A pretty single mother named Garmai tells and shows us what it is like to be part of a Red Cross team collecting bodies of Ebola victims in Liberia in “Body Team 12.”

In “A Girl in the River,” we meet a disfigured young Pakistani woman who was shot in the face and left to die in a river by her father and uncle in a so-called “honor killing” attempt. She survived and was ultimately coerced to forgive her attackers. But listening to her despicable father justify his actions may make you sick.

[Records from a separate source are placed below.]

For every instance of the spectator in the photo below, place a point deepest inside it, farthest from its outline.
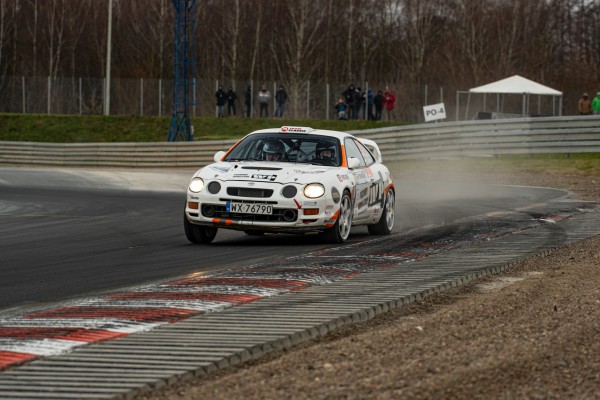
(585, 105)
(389, 99)
(264, 96)
(341, 109)
(349, 95)
(248, 101)
(280, 98)
(358, 98)
(221, 99)
(231, 97)
(369, 106)
(378, 102)
(596, 104)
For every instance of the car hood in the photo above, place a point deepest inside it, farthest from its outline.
(283, 172)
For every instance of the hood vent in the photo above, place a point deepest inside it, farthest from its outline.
(264, 168)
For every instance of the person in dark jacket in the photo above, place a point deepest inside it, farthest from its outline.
(248, 101)
(280, 98)
(349, 96)
(231, 97)
(378, 102)
(221, 100)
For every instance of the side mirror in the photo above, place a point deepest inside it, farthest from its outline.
(218, 156)
(353, 163)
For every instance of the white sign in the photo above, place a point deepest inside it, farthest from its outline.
(434, 111)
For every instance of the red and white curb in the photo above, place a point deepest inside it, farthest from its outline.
(59, 329)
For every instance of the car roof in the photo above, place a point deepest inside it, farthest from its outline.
(305, 130)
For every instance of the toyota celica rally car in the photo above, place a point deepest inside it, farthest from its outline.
(292, 180)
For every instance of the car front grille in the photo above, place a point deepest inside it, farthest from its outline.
(249, 192)
(279, 214)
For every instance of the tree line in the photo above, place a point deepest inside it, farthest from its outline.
(401, 43)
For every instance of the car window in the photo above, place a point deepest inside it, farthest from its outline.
(353, 151)
(297, 148)
(365, 153)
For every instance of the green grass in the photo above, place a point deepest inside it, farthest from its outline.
(87, 129)
(574, 164)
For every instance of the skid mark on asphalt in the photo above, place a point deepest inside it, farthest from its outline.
(60, 328)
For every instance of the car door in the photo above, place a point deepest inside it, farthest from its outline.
(362, 180)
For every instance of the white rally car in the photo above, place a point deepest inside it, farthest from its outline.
(292, 180)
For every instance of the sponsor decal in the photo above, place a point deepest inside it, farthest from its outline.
(264, 177)
(297, 129)
(300, 171)
(220, 168)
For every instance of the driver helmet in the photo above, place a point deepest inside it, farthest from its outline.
(273, 151)
(324, 146)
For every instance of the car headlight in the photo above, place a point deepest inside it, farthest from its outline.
(196, 185)
(314, 190)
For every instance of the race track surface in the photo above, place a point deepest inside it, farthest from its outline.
(116, 249)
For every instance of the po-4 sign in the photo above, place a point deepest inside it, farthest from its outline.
(434, 112)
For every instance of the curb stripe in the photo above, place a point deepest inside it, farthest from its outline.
(160, 314)
(216, 297)
(74, 334)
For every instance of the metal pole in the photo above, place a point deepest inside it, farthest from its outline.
(23, 91)
(308, 100)
(141, 96)
(80, 96)
(49, 90)
(160, 97)
(108, 56)
(327, 104)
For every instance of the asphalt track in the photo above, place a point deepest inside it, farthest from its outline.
(107, 239)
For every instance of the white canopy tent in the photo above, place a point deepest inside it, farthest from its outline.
(514, 85)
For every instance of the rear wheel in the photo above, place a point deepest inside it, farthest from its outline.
(341, 230)
(254, 233)
(198, 233)
(385, 225)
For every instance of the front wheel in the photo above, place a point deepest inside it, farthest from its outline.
(386, 222)
(341, 230)
(198, 233)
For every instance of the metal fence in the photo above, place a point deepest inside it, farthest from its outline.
(490, 138)
(309, 99)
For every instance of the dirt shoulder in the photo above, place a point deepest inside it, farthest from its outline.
(530, 332)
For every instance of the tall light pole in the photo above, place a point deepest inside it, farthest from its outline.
(108, 54)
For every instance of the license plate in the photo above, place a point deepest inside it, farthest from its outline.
(249, 208)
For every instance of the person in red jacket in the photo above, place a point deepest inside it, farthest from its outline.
(390, 104)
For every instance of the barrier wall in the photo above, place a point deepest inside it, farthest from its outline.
(434, 140)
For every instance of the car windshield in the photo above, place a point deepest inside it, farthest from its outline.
(294, 148)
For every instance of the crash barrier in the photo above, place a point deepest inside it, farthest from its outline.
(531, 136)
(551, 135)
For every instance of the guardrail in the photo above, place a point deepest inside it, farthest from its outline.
(434, 140)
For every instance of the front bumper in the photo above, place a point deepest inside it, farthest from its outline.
(295, 215)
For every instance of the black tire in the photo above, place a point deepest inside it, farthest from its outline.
(254, 233)
(198, 233)
(341, 230)
(385, 225)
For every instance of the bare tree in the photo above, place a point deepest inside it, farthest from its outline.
(295, 51)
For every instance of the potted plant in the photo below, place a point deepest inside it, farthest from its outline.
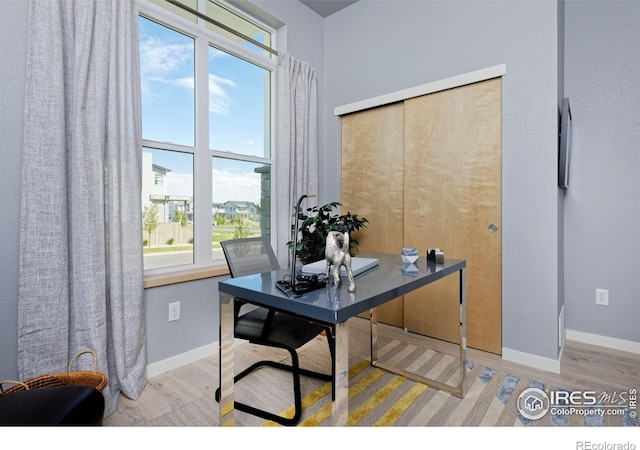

“Last Day of Freedom” is unique insofar as it is an animated depiction of a man named Bill Babbitt, who tells us the story of his beloved brother Manny. A Vietnam veteran, Manny suffered from PTSD, and Bill was eventually forced to turn the troubled man into the police for murder.

Program B

“Chau, Beyond the Lines,” a portrait of Vietnamese children with terrible birth defects due to the Agent Orange defoliant used by U.S. forces during the war in Vietnam. One of them, a boy named Chau, dreams of being an artist and becoming self-sufficient.

The best of the lot by far is arguably also the most harrowing, “Claude Lanzmann: Spectres of the Shoah.” Directed by Adam Benzine, the film features Marcel Ophuls, New Yorker film critic Richard Brody and “Shoah” director Lanzmann talking about the 12-year, at times extremely dangerous struggle to make and edit Lanzmann’s 10-hour Holocaust masterpiece “Shoah.”